A foreign-policy adviser to Donald Trump used a speech in Moscow to criticize the U.S. and other western governments for a “hypocritical focus” on democracy and corruption and to highlight the benefits of “mutual respect” between major powers.
Carter Page, an American investment banker who lived three years in Moscow and was named as an adviser by the presumptive Republican presidential nominee in March, said the U.S. and other developed nations have been critical of countries, particularly in Central Asia, for governing practices that were “prevalent during the Cold War.”
“Yet, ironically, Washington and other Western powers have impeded potential progress through their often hypocritical focus on ideas such as democratization, inequality, corruption and regime change,” said Page, who has criticized U.S. policy makers as stuck in a Cold War mindset.
Page made his comments in a speech Thursday on the world economy at the invitation of the New Economic School, whose board of directors includes Russian Deputy Prime Minister Arkady Dvorkovich and Economy Minister Alexei Ulyukayev. He’ll also address the university’s graduation ceremony on Friday. President Barack Obama delivered a speech at the same graduation event in 2009.
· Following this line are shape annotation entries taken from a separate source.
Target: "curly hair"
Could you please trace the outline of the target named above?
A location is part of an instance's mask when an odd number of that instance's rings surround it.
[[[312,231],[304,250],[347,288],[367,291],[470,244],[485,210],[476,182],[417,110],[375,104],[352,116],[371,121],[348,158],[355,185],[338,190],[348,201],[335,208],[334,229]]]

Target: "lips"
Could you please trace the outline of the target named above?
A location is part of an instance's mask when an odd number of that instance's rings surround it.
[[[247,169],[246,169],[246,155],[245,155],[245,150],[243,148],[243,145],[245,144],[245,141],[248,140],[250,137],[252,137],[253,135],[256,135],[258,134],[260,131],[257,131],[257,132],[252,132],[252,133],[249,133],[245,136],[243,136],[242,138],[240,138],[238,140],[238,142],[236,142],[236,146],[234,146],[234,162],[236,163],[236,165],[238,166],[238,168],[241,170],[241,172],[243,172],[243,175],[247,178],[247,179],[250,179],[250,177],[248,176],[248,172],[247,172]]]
Trump has voiced optimism that he and President Vladimir Putin could establish a productive relationship. The Russian leader has dialed back some of his previous praise for Trump, though he said last month that he welcomed the U.S. politician’s pledge for a “full-scale resumption” of Russia-U.S. ties.
Page said he’s visiting Russia in a private capacity, and has no meetings planned with the Russian government. Putin’s spokesman, Dmitry Peskov, said Page won’t see any Kremlin officials. He isn’t representing the Trump campaign on his trip to Russia, campaign spokeswoman Hope Hicks said by e-mail.
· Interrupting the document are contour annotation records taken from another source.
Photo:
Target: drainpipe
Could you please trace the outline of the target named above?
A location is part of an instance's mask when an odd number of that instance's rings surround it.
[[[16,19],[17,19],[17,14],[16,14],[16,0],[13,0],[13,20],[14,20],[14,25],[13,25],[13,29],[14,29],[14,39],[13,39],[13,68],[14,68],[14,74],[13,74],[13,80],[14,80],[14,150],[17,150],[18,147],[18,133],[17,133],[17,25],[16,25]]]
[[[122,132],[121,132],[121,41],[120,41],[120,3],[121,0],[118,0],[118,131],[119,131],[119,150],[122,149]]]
Even so, Page may make informal contact with the Russian establishment, according to Sergei Markov, a political consultant to Putin’s staff. The Kremlin is looking for ways to reach out to the Trump camp, he said.
“Trump is promising an end to constant pressure against Russia and we’re interested in finding out if this is just a populist promise or something more serious,” Markov said by phone.
Trump has boasted that Putin had called him a “genius” after the Russian president in December responded to a reporter’s question by calling him a “very colorful and talented man” who wanted to move Russia-U.S.-ties to a “deeper level.” During an appearance in June at the St. Petersburg International Economic Forum, Putin said: “Isn’t he colorful? He’s colorful. I didn’t ascribe any other qualities to him.”
Democratic candidate Hillary Clinton, the former U.S. secretary of state, is viewed warily in Russia. Konstantin Kosachyov, head of the foreign-affairs committee in Russia’s upper house of parliament, said she probably will provoke worsening tensions with Russia if she becomes president. At the same time, while Trump offers the tantalizing prospect of better relations, he’s also scarily unpredictable, Kosyachov said in an interview.
In a 2015 blog, Page called the Obama administration’s approach to Russia “sanctimonious,” with an air of “moral superiority” comparable to that of a slave-owner to a slave. He criticized the administration for encouraging the overthrow of Ukraine’s Russian-backed President Viktor Yanukovych.
During his speech, in which he appeared to defend the authoritarian model in former Soviet Central Asian republics, Page cited a 2012 decree by Putin and a speech by a Chinese leader. China and Russia, he said, have policies based on the principles of mutual respect, equality and mutual benefit. That has worked to the advantage of all parties in their relationships, he said.
After dodging repeated questions about whether he would support a lifting of U.S. sanctions against Russia imposed over its annexation of Crimea and east Ukraine intervention, Page said the U.S. political system is “not as liberal” as it appears.